1 large cauliflower, broken into small florets, the size of a large walnut
1 head broccoli, broken into smaller florets
1 onion, peeled and chopped finely
1 pint of milk
½ tsp fresh nutmeg
2 bay leaves
75g plain flour
200g grated extra strong Cheddar cheese, plus a little extra for the top
2 tsp English mustard
200g sunblush tomatoes, roughly chopped
1. Heat the milk and add the onion, nutmeg and bay leaves and leave to infuse for 10 minutes.
2. In another pan heat the butter, then add the butter and bring together, then add the warm milk and whisk to the boil, then remove from the heat.
3. Off the heat stir in the cheese and mustard, then season well with salt and pepper. Keep warm.

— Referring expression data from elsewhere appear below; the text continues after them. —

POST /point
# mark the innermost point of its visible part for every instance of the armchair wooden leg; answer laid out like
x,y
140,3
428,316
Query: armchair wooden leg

4. Place a large pan of water on the stove and season well with salt, and then bring to the boil.
5. Once boiling add the broccoli and cook until slightly under done, then remove from the pan with a slotted spoon and place into iced water. Repeat the process with the cauliflower.
6. Next, drain really well in a colander.
7. Arrange the cooked cauliflower and broccoli into a baking dish so it's nice and tight.
8. Sprinkle over the tomatoes and spoon over the sauce, then top with the extra cheese.
9. Brown under a hot grill or in a hot oven.
10. Serve with spicy mango chutney on the side and crusty bread.